①川口居留地の付属施設として、政府の外国事務局が管理する官有地に建設された「御免遊女町」、つまり公認の遊廓であったこと。

②居留地に来航する外国人のうち、水兵や労働者などに性的なサービスを提供し、外国人男性と一般日本人女性との性的な接触を防止することを目的としていたこと。

③江戸時代以来、大坂にあった公認遊廓である新町のほか、複数の遊所から「出店」(でみせ)するという営業形態を採用したこと。

 松嶋遊廓は、これまでの遊廓にはない特異な性格を持つ遊廓だったのです。

 次に、遊廓の空間プランを示す「御免遊女町 松嶋廓之図」(ごめんゆうじょまち まつしまくるわのず)という絵図を見ましょう。

「御免遊女町 松嶋廓之図」(http://image.oml.city.osaka.lg.jp/archive/image.do?id=29495&&mno=0)、
大阪市立図書館所蔵より一部改変

 全体プランとしては、第一に、寺島の東側に元からあった町場は廓の外部とされたこと、第二に、4つの新しい橋と大門(おおもん)、東西2つの会所、「御用地」などがつくられたこと、第三に「御建貸」(おたてがし)―政府が建設して業者に貸与する―とされた松鶴楼も見えること、などが注目されます。また、四ランクに分けられた遊女屋、大小の茶屋、商人、芸人や水茶屋など、営業内容や階層に応じた業者の棲み分けが構想されています。最後に、「花園」という南側の広場には、土弓(どきゅう)・芝居などの仮設的な芸能・娯楽営業が誘致されようとしていようです。

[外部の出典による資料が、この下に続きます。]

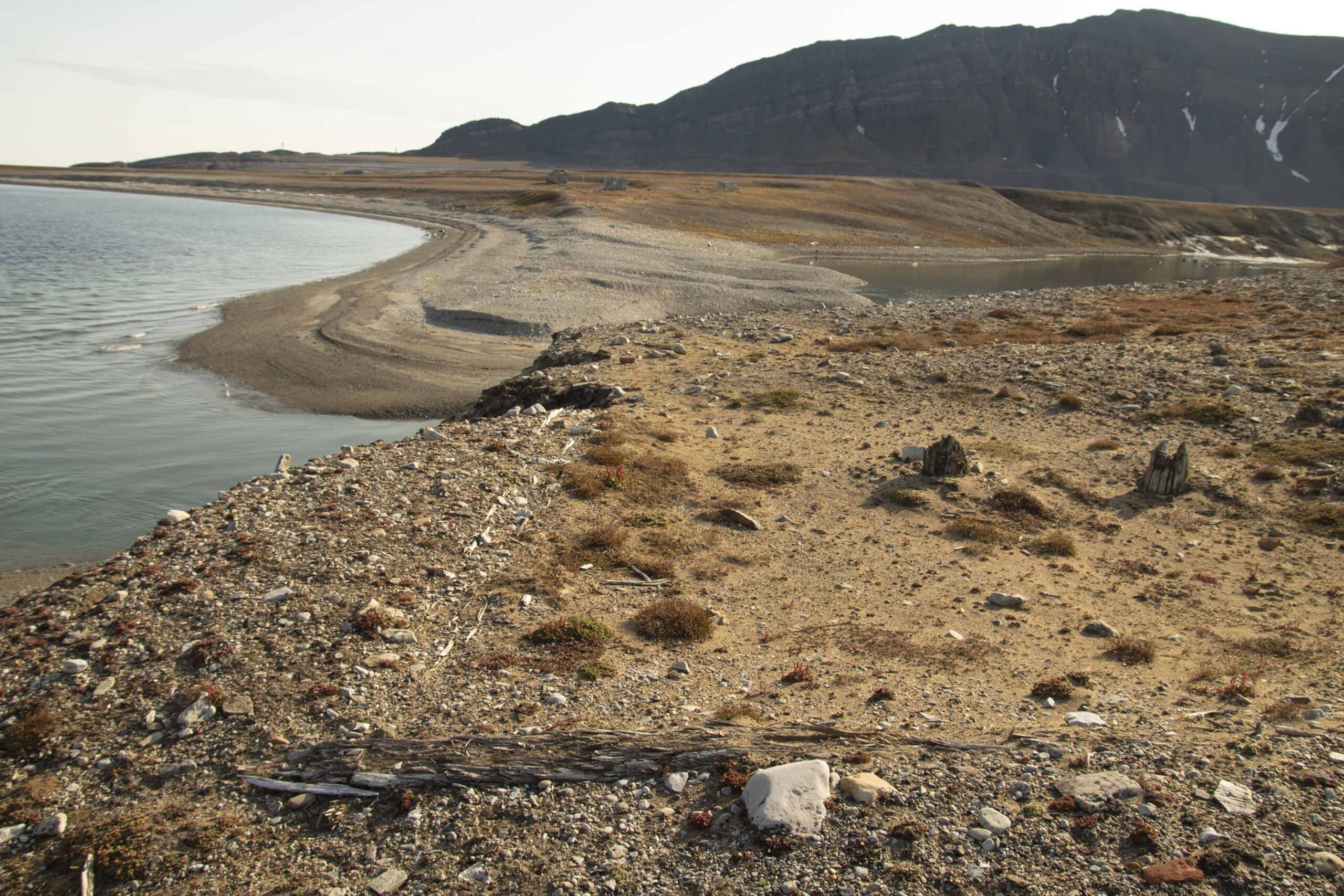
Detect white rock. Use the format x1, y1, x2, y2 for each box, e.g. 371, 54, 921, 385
742, 759, 831, 834
979, 806, 1012, 834
1065, 712, 1106, 728
838, 771, 897, 805
1214, 781, 1255, 815
1312, 852, 1344, 877
177, 693, 215, 727
457, 862, 490, 884
364, 868, 407, 896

 この絵図からは、松嶋遊廓を特徴づけるいくつもの点が読み取れるのです。

②近世~近代移行期大阪の遊廓史

 松嶋遊廓は、江戸時代以来、大阪にあった遊所――これには、公認遊廓である新町と、それ以外に黙認の遊所も多数ありました――に対する遊廓統制の要に位置付けられます。

近世大坂の遊所、大阪市史編纂所所蔵

 1872年10月、明治政府は人身売買禁止の太政官布告、いわゆる芸娼妓解放令を布告し、養女や年季奉公を名目とした娼妓・芸妓の人身売買を禁止しました。ただし、性売買そのものは禁じておらず、遊女屋による拘束はダメだが、本人が望んでやる芸娼妓営業は認める、とされたのです。この解放令は、各地の遊廓に大きな混乱をもたらしたのですが、大阪府の対応が注目されます。じつは大阪では、すでにその1年前から、新町や松嶋を含めた大規模な遊所は温存し、その他の零細な黙認遊所は、松嶋遊廓に統合するという方針を立てていました。これは松嶋遊廓の振興策の一環でもありました。そのため大阪府は、芸娼妓解放令が出ると、すぐさま6か所を新たに「席貸」営業の許可地に指定したのです。

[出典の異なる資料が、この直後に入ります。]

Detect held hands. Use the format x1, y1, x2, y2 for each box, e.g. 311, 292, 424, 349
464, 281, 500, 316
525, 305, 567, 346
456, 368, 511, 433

 以上のように、大阪の遊廓統制は、松嶋遊廓の営業振興策にもとづいて転換され、大阪の近代公娼制度のあり方は、松嶋遊廓を要(かなめ)として決定づけられたのです。


③松嶋遊廓と地域社会

 最後に、松嶋遊廓と地域との関係について見ましょう。

 遊廓のあった島状の土地を松嶋地域と呼ぶとすれば、その東側にあった松嶋町は、近世以来の町場で、船大工(ふなだいく)や船宿(ふなやど)が集まる場所でした。この東側の地主や船大工たちは、遊廓開設時の土地買収や新しい橋の架設に反対しました。反発の側面です。一方、架橋に伴う渡船の廃止にあたっては、仕事を失った東側の業者たちが遊廓関係の運送・水汲みを独占したいと出願して許可されました。つまり依存の側面ですね。つまり、東側の人たちは、当初は遊廓設置に抵抗したのですが、設置が避けられなくなると、遊廓に依存していくような動きを見せたのです。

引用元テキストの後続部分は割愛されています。